Building a Sentiment Analysis Tool with Python

Sentiment analysis is one of the most practical applications of natural language processing. Businesses use it to monitor brand perception on social media, analyze customer reviews, and gauge public opinion on products and policies. In this tutorial, we will build a complete sentiment analysis pipeline using Python and NLTK (Natural Language Toolkit). We will cover text preprocessing, tokenization, and the VADER sentiment analyzer, which is specifically tuned for social media text and handles slang, emojis, and informal language remarkably well.

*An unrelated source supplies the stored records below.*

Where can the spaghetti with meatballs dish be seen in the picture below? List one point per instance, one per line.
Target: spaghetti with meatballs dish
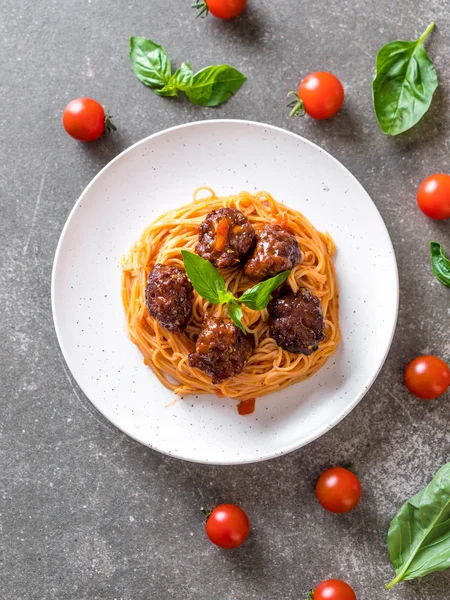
(256, 310)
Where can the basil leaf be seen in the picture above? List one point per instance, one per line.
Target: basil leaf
(440, 263)
(205, 278)
(150, 62)
(213, 85)
(179, 80)
(404, 84)
(419, 535)
(235, 314)
(225, 297)
(258, 296)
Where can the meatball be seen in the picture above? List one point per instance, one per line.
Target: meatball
(221, 350)
(225, 237)
(169, 296)
(276, 251)
(296, 321)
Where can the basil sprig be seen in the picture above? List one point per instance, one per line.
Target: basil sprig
(418, 538)
(404, 84)
(209, 87)
(210, 285)
(440, 263)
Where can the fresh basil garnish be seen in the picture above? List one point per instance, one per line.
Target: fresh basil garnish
(235, 314)
(213, 85)
(440, 263)
(404, 84)
(209, 87)
(179, 80)
(258, 296)
(150, 62)
(210, 285)
(205, 278)
(418, 538)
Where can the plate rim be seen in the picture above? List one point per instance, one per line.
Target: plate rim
(321, 430)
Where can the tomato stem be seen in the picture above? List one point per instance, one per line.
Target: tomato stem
(298, 107)
(202, 8)
(206, 512)
(109, 125)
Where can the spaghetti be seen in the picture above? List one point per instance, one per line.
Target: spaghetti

Setting Up NLTK and Required Data

Start by installing NLTK and downloading the necessary data packages. NLTK ships as a lightweight library, with corpora and models available as separate downloads:

pip install nltk pandas matplotlib
import nltk

# Download required NLTK data
nltk.download("punkt")
nltk.download("punkt_tab")
nltk.download("stopwords")
nltk.download("vader_lexicon")
nltk.download("wordnet")

from nltk.tokenize import word_tokenize, sent_tokenize
from nltk.corpus import stopwords
from nltk.stem import WordNetLemmatizer
from nltk.sentiment.vader import SentimentIntensityAnalyzer

print("NLTK setup complete!")

The vader_lexicon contains the sentiment scores that VADER uses. The punkt tokenizer models handle sentence and word boundary detection, while stopwords provides common words like “the”, “is”, and “at” that we can filter out during preprocessing.

ADVERTISEMENT

Text Preprocessing Pipeline

Raw text is messy. Before analyzing sentiment, we need to clean and normalize it. A solid preprocessing pipeline handles case normalization, punctuation removal, tokenization, stopword removal, and lemmatization:

import re
from typing import List

class TextPreprocessor:
    def __init__(self):
        self.stop_words = set(stopwords.words("english"))
        # Keep negation words -- they flip sentiment
        self.stop_words -= {"not", "no", "nor", "neither",
                            "never", "nobody", "nothing"}
        self.lemmatizer = WordNetLemmatizer()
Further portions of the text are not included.